Nevertheless, as the pension fund markets develop further in the region, there will be a gradual loosening of restrictions on where they can invest. In Mexico in particular, there is expected to be some easing of overseas investment limits over the next few years as pension funds seek to achieve diversified portfolios. Brazilian pension funds are already able to invest up to 10 percent offshore, although few currently reach this limit. Yet there are signs that some institutions are starting to think more globally. “In Brazil, we are seeing LPs spend a lot more time with international gatekeepers,” says Guen. “They are getting prepared and so when they do decide to look overseas, their international exposure will evolve very quickly.” 

Given that these two markets make up a substantial share of pension fund assets and that they currently have around a 100 percent domestic exposure, a shift towards more international private equity fund commitments may have a substantial effect on fundraising by local funds. “You only have to look at other markets that have made this shift,” says Guen. “In Sweden and Australia, for example, you had a situation where local GPs relied heavily on local funding. Once LPs started looking internationally, re-up rates for local GPs dropped from 100 percent to as little as 30 percent. The effect in Latin America may not be as dramatic, but GPs need to prepare for this.” 

In addition, Guen says that, as Latin American LPs increasingly seek out advice from international consultants, so the trends apparent in the US and Europe are reaching the region. “LPs in Latin America are reverting to the mean,” he says. “And by that I mean that they are seeking fewer GP relationships with which to deploy more capital.” 



Some GPs are starting to lay the groundwork by diversifying their LP bases. Mexico- based Nexxus Capital, for example, closed its sixth fund in 2013 at $550m, with commitments from overseas for the first time, including from the US, Europe and the Middle East. Brazil’s NEO Investimentos is currently on the fundraising trail, targeting $300m and seeking international capital for the first, with one $150m vehicle structured for local investors and another $150m vehicle tailored specifically to the needs of international LPs. 
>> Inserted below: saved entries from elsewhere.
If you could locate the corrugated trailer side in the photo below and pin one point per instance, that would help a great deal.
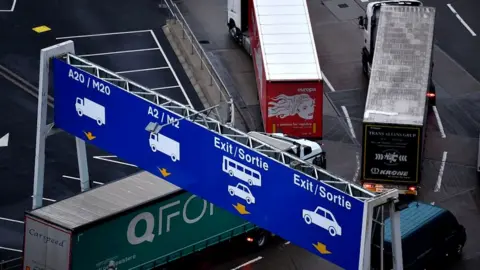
(138, 222)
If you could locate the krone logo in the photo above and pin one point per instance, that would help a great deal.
(147, 235)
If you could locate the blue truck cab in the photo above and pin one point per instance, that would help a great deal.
(431, 237)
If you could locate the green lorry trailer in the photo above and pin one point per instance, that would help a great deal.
(139, 222)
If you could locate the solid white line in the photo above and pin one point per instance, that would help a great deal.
(118, 52)
(105, 34)
(166, 87)
(13, 5)
(140, 70)
(461, 20)
(328, 82)
(78, 179)
(12, 220)
(247, 263)
(114, 161)
(349, 122)
(170, 66)
(439, 122)
(440, 172)
(11, 249)
(47, 199)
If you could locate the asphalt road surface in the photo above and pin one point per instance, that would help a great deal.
(122, 36)
(449, 177)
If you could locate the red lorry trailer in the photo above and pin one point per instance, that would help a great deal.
(278, 35)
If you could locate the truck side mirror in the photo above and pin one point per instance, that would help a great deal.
(361, 22)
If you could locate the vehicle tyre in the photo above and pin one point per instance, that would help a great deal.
(332, 231)
(307, 219)
(261, 240)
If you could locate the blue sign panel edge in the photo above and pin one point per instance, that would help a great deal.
(225, 151)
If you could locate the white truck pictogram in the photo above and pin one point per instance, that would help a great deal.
(91, 109)
(159, 142)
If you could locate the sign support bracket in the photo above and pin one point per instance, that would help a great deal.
(44, 129)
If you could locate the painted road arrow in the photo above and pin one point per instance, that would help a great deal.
(4, 140)
(164, 172)
(321, 248)
(241, 209)
(89, 135)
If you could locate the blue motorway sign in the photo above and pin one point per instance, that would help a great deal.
(263, 191)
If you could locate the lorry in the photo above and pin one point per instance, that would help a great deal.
(369, 23)
(278, 36)
(306, 150)
(93, 110)
(139, 222)
(432, 238)
(396, 107)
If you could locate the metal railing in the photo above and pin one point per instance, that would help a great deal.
(176, 17)
(12, 264)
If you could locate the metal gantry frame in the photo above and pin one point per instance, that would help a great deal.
(209, 118)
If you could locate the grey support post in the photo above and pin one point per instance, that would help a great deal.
(43, 129)
(396, 237)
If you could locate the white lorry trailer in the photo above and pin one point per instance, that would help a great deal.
(306, 150)
(369, 23)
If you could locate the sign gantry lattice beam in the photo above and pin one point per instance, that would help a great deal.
(209, 120)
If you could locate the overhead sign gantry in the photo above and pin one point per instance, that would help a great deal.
(300, 202)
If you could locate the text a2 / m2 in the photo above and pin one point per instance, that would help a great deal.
(90, 82)
(164, 117)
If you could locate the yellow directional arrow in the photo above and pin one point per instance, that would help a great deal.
(241, 209)
(89, 135)
(164, 172)
(321, 248)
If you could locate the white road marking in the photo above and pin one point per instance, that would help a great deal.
(118, 52)
(12, 220)
(328, 82)
(439, 122)
(349, 122)
(107, 158)
(170, 66)
(47, 199)
(165, 87)
(461, 20)
(247, 263)
(4, 140)
(440, 172)
(78, 179)
(11, 249)
(140, 70)
(105, 34)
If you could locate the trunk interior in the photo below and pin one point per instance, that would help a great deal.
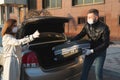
(50, 31)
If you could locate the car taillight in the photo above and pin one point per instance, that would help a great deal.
(29, 59)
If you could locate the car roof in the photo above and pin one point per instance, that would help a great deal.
(47, 19)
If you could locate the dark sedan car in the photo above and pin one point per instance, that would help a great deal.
(50, 57)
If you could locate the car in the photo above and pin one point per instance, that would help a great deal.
(50, 57)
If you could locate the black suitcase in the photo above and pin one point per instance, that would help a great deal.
(69, 50)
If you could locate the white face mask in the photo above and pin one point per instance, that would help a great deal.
(15, 29)
(90, 21)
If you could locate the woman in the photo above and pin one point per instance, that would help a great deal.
(12, 49)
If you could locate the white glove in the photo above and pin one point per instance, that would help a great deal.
(88, 51)
(36, 34)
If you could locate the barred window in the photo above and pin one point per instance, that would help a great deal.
(32, 4)
(85, 2)
(52, 4)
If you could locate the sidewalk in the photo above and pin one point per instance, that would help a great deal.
(112, 62)
(111, 69)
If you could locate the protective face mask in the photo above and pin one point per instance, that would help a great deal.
(90, 21)
(15, 29)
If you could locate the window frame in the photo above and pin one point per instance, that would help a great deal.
(119, 20)
(83, 4)
(50, 3)
(31, 7)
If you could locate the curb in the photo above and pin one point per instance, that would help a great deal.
(108, 72)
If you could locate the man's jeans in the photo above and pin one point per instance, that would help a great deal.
(99, 57)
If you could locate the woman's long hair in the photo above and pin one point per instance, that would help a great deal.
(7, 29)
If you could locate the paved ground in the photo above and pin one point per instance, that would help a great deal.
(112, 64)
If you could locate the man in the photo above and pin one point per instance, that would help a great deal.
(98, 33)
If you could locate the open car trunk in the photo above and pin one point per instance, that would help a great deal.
(51, 34)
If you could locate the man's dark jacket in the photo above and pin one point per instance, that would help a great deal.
(98, 34)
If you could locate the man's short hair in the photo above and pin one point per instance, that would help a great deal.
(95, 11)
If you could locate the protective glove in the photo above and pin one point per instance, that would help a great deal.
(36, 34)
(88, 51)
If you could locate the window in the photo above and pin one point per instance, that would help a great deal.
(2, 15)
(11, 9)
(82, 20)
(119, 20)
(52, 4)
(32, 4)
(102, 18)
(85, 2)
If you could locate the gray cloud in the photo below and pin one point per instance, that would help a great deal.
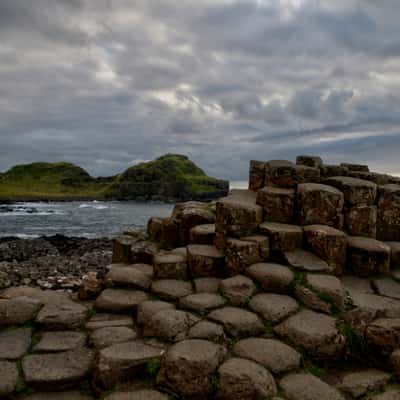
(108, 83)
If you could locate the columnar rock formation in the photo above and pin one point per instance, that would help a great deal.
(288, 290)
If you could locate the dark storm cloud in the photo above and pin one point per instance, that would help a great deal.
(109, 83)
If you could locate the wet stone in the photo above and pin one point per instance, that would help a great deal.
(120, 300)
(14, 343)
(187, 368)
(9, 378)
(148, 308)
(282, 237)
(122, 361)
(238, 289)
(171, 289)
(272, 277)
(238, 322)
(108, 336)
(58, 369)
(202, 302)
(273, 354)
(51, 342)
(241, 379)
(273, 307)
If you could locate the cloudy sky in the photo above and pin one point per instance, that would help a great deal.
(105, 84)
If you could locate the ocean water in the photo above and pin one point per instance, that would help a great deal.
(86, 219)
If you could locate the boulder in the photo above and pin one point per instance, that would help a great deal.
(273, 308)
(273, 354)
(241, 379)
(329, 244)
(305, 386)
(187, 368)
(170, 266)
(282, 237)
(205, 260)
(256, 174)
(202, 234)
(355, 191)
(319, 204)
(272, 277)
(361, 220)
(277, 203)
(240, 254)
(237, 322)
(388, 225)
(122, 361)
(314, 332)
(238, 289)
(366, 256)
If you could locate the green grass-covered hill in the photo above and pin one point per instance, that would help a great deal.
(170, 177)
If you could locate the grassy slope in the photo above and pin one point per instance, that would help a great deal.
(53, 181)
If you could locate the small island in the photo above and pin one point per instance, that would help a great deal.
(172, 177)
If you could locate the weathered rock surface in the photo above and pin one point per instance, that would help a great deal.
(187, 367)
(271, 353)
(241, 379)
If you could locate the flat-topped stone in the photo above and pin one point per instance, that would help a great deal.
(305, 386)
(120, 300)
(202, 302)
(359, 383)
(316, 333)
(387, 287)
(355, 191)
(9, 378)
(206, 330)
(306, 261)
(135, 275)
(103, 320)
(240, 254)
(74, 395)
(202, 234)
(241, 379)
(52, 342)
(319, 204)
(384, 333)
(272, 277)
(282, 237)
(238, 289)
(277, 203)
(62, 314)
(238, 322)
(205, 260)
(187, 367)
(171, 289)
(206, 285)
(273, 307)
(148, 308)
(14, 343)
(366, 256)
(57, 370)
(167, 324)
(329, 244)
(18, 310)
(170, 266)
(123, 361)
(273, 354)
(143, 394)
(108, 336)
Yet to attract this type of investor, many GPs will need to become more institutionalised. “The administrative aspect of fundraising becomes much greater once you start seeking more international capital,” says Guen. “There are differing fiduciary requirements, for example, but also the standards of reporting have to improve. Internal structures have to change and funds need to hire in professional finance departments that can manage global requests.” 

This may well mean many local GPs need to increase their fund sizes over time to adapt to international investor requirements and to ensure that they remain financially viable. And, of course, it’s likely to lead to an increased need for placement agent services in the region as funds seek advice on how to prepare for international LPs and on where to source new capital. 

While these trends may cause some upheaval among local GPs, the outlook remains promising. Local LPs may start reducing their re-up rate, but the signs are that international LPs are eyeing the market more closely. With pan-regional strategies under their belts, many are starting to look at a more granular exposure to the region. Pan-regional funds remain the vehicle of choice for LPs, with 73 percent of LPs in the LAVCA/Coller Capital survey saying they will access the market in this way over the next three years, over 30 percent of respondents also said they were planning to have exposure to Mexican funds over same period (up from fewer than 20 percent) and over 50 percent are looking at countryspecific funds in Latin American countries other than Brazil and Mexico (an increase on just over 30 percent currently).